Sérophobie ordinaire

Il revit, s’inscrit sur Grindr, fait des rencontres. Mais, sur les applis, la sérophobie est courante : “Je n’arrive toujours pas à répondre à « t’es clean ? ». Je trouve ça très insultant, et je ne comprends pas : je me lave tous les jours, je fais des gommages, je prends soin de moi. Oui, je suis clean. Le VIH n’a rien à voir avec ça, réplique-t-il. J’ai parfois des messages comme « tu n’es qu’une salope, tu as eu ce que tu méritais », auxquels je réponds que j’ai commencé à être salope après avoir été infecté par le VIH.”
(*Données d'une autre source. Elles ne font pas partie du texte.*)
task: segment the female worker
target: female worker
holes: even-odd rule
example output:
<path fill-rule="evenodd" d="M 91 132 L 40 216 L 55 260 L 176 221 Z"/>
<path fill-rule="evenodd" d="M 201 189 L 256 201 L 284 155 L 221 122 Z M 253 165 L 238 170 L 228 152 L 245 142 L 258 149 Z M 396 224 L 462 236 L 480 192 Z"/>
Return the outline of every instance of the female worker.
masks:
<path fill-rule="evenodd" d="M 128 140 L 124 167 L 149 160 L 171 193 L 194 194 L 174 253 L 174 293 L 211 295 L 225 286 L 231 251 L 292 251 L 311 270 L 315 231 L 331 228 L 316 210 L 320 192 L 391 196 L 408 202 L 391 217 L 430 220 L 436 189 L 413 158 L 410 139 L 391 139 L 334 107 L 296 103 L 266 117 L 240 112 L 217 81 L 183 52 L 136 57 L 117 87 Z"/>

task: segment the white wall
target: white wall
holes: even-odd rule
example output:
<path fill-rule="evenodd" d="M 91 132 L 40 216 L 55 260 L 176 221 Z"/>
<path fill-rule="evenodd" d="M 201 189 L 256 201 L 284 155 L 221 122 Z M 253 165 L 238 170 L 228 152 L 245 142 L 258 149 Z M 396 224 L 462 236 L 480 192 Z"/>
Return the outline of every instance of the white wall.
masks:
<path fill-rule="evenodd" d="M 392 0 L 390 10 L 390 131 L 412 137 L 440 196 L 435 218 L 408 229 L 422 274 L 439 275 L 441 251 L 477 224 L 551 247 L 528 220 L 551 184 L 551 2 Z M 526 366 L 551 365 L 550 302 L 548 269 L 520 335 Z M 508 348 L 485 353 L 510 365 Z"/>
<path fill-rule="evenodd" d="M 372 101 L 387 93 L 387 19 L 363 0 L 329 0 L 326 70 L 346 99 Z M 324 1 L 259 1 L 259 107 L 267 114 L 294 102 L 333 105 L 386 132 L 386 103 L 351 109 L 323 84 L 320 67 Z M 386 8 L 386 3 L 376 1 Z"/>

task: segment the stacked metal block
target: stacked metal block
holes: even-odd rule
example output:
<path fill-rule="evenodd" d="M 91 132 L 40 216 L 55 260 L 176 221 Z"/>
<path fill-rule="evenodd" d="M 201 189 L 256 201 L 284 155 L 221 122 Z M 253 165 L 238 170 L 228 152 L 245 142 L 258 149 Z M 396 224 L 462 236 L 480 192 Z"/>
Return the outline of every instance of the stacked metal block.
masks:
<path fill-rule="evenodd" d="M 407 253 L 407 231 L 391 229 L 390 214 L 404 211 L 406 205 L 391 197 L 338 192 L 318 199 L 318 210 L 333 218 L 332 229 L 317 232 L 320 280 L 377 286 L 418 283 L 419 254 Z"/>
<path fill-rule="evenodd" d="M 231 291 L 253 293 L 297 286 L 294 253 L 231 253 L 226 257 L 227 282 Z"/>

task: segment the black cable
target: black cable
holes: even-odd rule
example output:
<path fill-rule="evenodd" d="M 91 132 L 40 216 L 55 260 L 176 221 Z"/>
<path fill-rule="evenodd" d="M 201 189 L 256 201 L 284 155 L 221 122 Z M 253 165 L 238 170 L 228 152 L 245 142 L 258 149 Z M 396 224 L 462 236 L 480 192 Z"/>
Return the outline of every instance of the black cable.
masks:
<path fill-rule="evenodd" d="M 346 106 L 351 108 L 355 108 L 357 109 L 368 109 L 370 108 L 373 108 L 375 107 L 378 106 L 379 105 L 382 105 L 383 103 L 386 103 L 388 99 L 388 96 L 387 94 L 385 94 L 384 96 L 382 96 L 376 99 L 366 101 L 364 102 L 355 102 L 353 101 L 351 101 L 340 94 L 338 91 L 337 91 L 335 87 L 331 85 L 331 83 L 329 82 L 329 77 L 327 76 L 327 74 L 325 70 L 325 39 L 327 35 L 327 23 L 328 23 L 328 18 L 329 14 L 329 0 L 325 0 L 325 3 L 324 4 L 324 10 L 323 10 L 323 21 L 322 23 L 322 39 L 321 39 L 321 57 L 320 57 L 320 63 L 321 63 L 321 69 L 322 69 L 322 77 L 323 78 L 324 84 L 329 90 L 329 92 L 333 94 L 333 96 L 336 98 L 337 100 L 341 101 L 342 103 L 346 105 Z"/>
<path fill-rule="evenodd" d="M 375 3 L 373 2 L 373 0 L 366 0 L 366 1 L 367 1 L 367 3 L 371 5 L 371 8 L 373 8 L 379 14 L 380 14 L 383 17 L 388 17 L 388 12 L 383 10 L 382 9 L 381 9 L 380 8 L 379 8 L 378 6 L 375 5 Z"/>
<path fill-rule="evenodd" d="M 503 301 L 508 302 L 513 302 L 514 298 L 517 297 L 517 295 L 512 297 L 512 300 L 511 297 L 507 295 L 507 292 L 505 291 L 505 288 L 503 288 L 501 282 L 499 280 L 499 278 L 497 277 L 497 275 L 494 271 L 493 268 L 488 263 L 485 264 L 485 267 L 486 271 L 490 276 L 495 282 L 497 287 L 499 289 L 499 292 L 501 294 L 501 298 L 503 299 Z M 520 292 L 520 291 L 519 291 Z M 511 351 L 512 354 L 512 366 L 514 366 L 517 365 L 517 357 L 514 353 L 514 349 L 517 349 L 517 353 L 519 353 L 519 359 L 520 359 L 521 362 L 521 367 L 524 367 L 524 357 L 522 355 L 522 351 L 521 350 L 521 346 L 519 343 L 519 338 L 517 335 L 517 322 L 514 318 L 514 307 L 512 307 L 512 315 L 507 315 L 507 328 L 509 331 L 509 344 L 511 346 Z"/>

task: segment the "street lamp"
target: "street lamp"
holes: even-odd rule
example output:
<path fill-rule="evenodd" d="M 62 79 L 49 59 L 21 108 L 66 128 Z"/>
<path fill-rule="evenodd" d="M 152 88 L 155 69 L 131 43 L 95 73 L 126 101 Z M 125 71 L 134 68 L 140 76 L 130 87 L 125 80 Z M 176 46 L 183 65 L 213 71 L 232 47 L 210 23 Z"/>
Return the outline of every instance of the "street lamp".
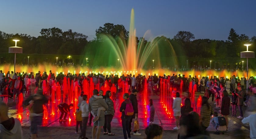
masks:
<path fill-rule="evenodd" d="M 212 61 L 210 61 L 210 69 L 212 68 Z"/>
<path fill-rule="evenodd" d="M 27 65 L 29 65 L 29 57 L 27 57 Z"/>
<path fill-rule="evenodd" d="M 152 61 L 153 61 L 153 68 L 154 68 L 154 61 L 155 61 L 155 60 L 152 60 Z"/>

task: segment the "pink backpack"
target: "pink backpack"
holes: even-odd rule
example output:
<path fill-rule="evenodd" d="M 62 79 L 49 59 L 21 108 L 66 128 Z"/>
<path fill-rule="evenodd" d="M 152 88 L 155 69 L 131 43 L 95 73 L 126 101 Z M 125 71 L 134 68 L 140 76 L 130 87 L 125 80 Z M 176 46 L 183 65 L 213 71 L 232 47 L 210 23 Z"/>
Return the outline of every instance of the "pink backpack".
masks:
<path fill-rule="evenodd" d="M 132 116 L 134 113 L 133 107 L 131 103 L 126 103 L 126 107 L 124 110 L 124 114 L 126 116 Z"/>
Par la suite, Konstantinos se trouve un copain, dont il demande la main en 2013 pour faire un mariage d’amour et de pail- lettes. Wilfrid, séronégatif, va lui permettre de retrouver un équilibre entre son travail, son traitement et sa vie sentimentale. “La plus belle chose qu’il m’ait dite, c’est : « Je t’accepte tel que tu es. » Cette phrase m’a permis de réaliser que j’allais réussir à vivre avec le VIH”, raconte Konstantinos, qui a trouvé à cette époque une trithérapie qui lui correspond. Le couple se sépare néanmoins en août 2017 : “Notre histoire avait fait son temps, et nous nous sommes séparés sans colère, mais avec des projets différents.”

"Et maintenant, ça va?"

En 2018, Konstantinos trouve la force d’annoncer sa séropositivité à sa mère. “Autant mon coming out a été un peu compliqué, autant l’annonce de ma séropositivité s’est très bien passée, note-t-il. Ma mère m’a juste demandé : « Et maintenant, ça va ? » C’est tout. C’était un moment très beau et très touchant.” Après avoir gardé le silence pendant neuf ans par crainte du rejet, il a désormais compris qu’il n’y a rien de honteux à vivre avec le VIH et qu’il peut, à son tour, aider les personnes qui se découvrent séropositives. Il vient d’ailleurs de suivre une formation à Aides pour apprendre à effectuer des dépistages. “En ce moment j’épaule un jeune homme bi qui a besoin de comprendre ce qu’est ce virus”, détaille-t-il.

Quant à savoir s’il ira au prochain concert de Mylène Farmer, Konstantinos sourit. “La question n’est pas de savoir si j’irai, mais avec qui !” Rendez-vous en 2023.